One of them was California AB 1266. The state law–signed by Gov. Jerry Brown last August–prohibits public schools from “discriminating on the basis of specified characteristics, including gender, gender identity and expression,” the bill reads.

The law also allows students to participate in sex-segregated school programs and activities, such as athletic teams and competitions.

The California Interscholastic Federation, which governs school sports, took action and amended its Constitution and Bylaws to include new guidelines for transgender students participating in high school sports.

The new rule states that all students should have the opportunity to participate in CIF activities in a manner that is consistent with their gender identity, irrespective of the gender listed on a student’s records.

The bylaw went into effect beginning the 2013-14 school year, according to CIF-SS Communications Director Thom Simmons.

CIF officials said they did not know whether Pat was the first transgender student in the state to play on a girls’ softball team.

“No appeals have been filed in the CIF Southern Section or any other sections across the state to my knowledge,” Simmons said.

No student or school has sought assistance from the CIF’s Gender Identity Eligibility Committee, which looks at whether a transgender student is eligible to play in a sport or not, officials said.

Pat, who has a 4.0 grade-point average and founded Azusa’s Gay-Straight Alliance, a high school club advocating transgender student rights, is just one of many students across the country driving cultural change.

Last year, in Huntington Beach, Cassidy Campbell ran a successful campaign to become Marina High School’s first transgender homecoming queen.

“I’m doing this for the kids who can’t be themselves,” Cassidy told The Times.

That same year, Pat also sought a bid for homecoming queen, but she did not win, the San Gabriel Valley Tribune reported.  The paper was the first to report on her softball tryout.

I will allow for the possibility this young man thinks he is a woman.
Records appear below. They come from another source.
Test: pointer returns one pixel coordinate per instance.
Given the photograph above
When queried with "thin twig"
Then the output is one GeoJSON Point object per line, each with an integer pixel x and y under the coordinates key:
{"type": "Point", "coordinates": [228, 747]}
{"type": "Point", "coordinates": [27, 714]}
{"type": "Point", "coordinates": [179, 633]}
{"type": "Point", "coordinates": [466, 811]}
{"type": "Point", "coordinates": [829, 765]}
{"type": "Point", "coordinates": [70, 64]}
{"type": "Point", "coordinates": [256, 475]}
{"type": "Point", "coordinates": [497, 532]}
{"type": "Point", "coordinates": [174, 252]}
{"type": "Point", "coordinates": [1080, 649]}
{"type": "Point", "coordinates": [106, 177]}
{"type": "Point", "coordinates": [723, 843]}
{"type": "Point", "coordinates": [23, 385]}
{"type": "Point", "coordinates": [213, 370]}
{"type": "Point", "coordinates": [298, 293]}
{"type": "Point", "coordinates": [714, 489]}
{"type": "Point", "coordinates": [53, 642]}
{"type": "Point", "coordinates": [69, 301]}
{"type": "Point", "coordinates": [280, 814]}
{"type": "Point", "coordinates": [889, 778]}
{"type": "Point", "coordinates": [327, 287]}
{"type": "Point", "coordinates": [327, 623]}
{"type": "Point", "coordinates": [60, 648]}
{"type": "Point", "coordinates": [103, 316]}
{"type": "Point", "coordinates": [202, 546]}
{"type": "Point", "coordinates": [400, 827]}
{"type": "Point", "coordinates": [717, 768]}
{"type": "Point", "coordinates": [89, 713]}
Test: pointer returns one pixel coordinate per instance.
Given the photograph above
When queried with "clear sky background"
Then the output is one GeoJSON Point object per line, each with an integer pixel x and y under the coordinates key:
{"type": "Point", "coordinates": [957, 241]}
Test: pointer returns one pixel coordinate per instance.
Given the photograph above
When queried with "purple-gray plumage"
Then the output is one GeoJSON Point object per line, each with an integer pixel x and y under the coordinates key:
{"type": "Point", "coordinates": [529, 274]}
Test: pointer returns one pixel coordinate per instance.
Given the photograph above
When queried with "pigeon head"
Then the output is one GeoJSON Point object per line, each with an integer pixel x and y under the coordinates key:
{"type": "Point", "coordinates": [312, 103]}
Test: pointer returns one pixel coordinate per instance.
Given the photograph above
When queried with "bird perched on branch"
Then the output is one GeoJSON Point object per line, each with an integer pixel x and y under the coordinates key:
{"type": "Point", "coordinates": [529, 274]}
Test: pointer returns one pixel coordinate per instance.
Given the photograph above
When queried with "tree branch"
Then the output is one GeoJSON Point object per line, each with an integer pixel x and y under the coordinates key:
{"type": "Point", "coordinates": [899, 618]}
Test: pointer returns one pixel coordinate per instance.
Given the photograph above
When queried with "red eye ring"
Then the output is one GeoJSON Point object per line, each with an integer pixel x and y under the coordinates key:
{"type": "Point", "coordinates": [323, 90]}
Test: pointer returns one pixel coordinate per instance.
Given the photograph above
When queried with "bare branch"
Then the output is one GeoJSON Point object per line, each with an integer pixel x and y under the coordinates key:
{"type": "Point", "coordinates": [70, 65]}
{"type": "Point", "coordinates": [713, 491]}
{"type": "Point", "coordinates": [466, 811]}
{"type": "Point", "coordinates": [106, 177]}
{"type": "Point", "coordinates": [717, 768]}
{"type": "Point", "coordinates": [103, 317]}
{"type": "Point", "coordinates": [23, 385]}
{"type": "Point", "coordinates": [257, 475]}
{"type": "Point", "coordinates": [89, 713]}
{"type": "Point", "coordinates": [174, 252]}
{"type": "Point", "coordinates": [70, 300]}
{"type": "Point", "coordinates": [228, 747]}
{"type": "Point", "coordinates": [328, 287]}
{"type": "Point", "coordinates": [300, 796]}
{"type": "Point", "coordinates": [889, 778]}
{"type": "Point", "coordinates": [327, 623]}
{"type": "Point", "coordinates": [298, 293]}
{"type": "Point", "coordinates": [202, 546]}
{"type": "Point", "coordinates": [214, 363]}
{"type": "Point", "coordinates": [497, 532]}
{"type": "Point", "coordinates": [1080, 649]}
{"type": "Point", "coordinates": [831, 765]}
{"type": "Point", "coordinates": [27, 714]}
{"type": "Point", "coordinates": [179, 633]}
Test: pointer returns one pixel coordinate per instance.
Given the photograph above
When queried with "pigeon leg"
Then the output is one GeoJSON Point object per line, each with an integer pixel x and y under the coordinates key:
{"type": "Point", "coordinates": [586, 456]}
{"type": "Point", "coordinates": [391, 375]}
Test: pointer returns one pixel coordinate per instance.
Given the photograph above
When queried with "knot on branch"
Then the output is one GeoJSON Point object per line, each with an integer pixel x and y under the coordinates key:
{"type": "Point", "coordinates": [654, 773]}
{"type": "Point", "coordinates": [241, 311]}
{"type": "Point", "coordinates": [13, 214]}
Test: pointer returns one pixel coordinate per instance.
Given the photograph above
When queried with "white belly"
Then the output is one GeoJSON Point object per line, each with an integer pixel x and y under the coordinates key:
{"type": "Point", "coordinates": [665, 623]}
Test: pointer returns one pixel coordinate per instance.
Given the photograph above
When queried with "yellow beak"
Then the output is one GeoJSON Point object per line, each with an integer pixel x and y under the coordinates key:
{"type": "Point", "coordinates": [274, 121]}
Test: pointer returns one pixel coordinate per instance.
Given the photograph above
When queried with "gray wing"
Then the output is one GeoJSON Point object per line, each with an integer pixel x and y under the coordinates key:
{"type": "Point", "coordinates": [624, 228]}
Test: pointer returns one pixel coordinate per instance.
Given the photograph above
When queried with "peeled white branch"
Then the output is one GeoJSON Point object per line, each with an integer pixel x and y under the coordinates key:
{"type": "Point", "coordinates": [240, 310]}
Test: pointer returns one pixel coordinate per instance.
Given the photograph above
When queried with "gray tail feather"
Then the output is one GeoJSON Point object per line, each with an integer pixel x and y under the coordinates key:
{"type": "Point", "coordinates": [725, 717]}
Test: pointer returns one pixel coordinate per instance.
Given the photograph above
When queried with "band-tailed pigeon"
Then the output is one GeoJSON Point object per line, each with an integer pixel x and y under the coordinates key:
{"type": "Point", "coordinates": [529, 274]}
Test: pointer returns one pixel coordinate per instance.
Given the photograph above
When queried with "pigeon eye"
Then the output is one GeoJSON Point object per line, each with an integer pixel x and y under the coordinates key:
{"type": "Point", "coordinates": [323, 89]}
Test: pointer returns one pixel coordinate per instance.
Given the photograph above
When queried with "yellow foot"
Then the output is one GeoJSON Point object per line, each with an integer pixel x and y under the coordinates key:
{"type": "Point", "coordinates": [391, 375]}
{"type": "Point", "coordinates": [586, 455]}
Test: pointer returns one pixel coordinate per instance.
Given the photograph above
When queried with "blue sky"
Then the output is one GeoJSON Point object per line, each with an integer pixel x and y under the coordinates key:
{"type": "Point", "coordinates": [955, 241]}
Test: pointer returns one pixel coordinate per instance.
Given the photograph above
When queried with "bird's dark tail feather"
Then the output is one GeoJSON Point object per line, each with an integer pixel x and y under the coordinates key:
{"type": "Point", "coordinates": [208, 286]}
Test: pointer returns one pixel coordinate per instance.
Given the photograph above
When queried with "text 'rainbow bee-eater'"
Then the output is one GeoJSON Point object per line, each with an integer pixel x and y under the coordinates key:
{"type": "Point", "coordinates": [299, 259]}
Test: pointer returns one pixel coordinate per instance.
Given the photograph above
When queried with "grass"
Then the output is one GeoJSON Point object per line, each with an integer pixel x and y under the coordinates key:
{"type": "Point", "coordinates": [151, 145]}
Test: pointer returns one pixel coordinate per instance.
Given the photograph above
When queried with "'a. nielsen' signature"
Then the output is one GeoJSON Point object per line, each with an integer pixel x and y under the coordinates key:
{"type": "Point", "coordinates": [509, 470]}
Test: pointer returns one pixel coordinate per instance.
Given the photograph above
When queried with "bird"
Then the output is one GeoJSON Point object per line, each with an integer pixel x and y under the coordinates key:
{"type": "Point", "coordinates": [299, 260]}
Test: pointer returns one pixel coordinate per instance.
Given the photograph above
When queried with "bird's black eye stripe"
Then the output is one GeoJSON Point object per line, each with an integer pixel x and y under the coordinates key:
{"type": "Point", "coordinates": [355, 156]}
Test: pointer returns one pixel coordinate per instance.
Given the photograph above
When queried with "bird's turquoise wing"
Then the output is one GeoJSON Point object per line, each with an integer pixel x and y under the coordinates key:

There are cases where people are convinced they are invisible or missing limbs. These beliefs are easily refuted, but the person persists in their belief. When a person is convinced of things that are easily refuted, we assume they are insane. If Pat were convinced he was a bird, no one would let him jump off a building. For his own safety, adults would step in and get him whatever care was available for his affliction.

There’s also the possibility that Pat is just an attention seeker. From the news accounts, it appears his first attempt at being a public nuisance failed. Being publicly gay is no longer shocking or even interesting. He started a club and tried various ways to make a pest of himself, but no one seemed to care very much. Now that he is wearing a sun dress and trying out for the softball team, everyone is noticing. Not everyone can be Miley Cyrus, but they can try.

What’s going on here is we are socializing the mental illness of this person. Everyone is being forced to alter their lives to accommodate a crazy person. It is one thing to pay some tax to fund an asylum. It is quite another for girls to be forced to compete against a man as a condition of joining the softball team. This puts the safety of young women at risk so a handful of lunatics can get some grace on the cheap. It is only a step removed from human sacrifice where one must die so others can be happy.

One thought on “Socializing Insanity

  1. The problem with the Left is that they won. Their identity was that of the champion of the underclass and they were so successful that that underclass no longer exists. Instead of cheering their victory and moving on, they were compelled to create new underclasses.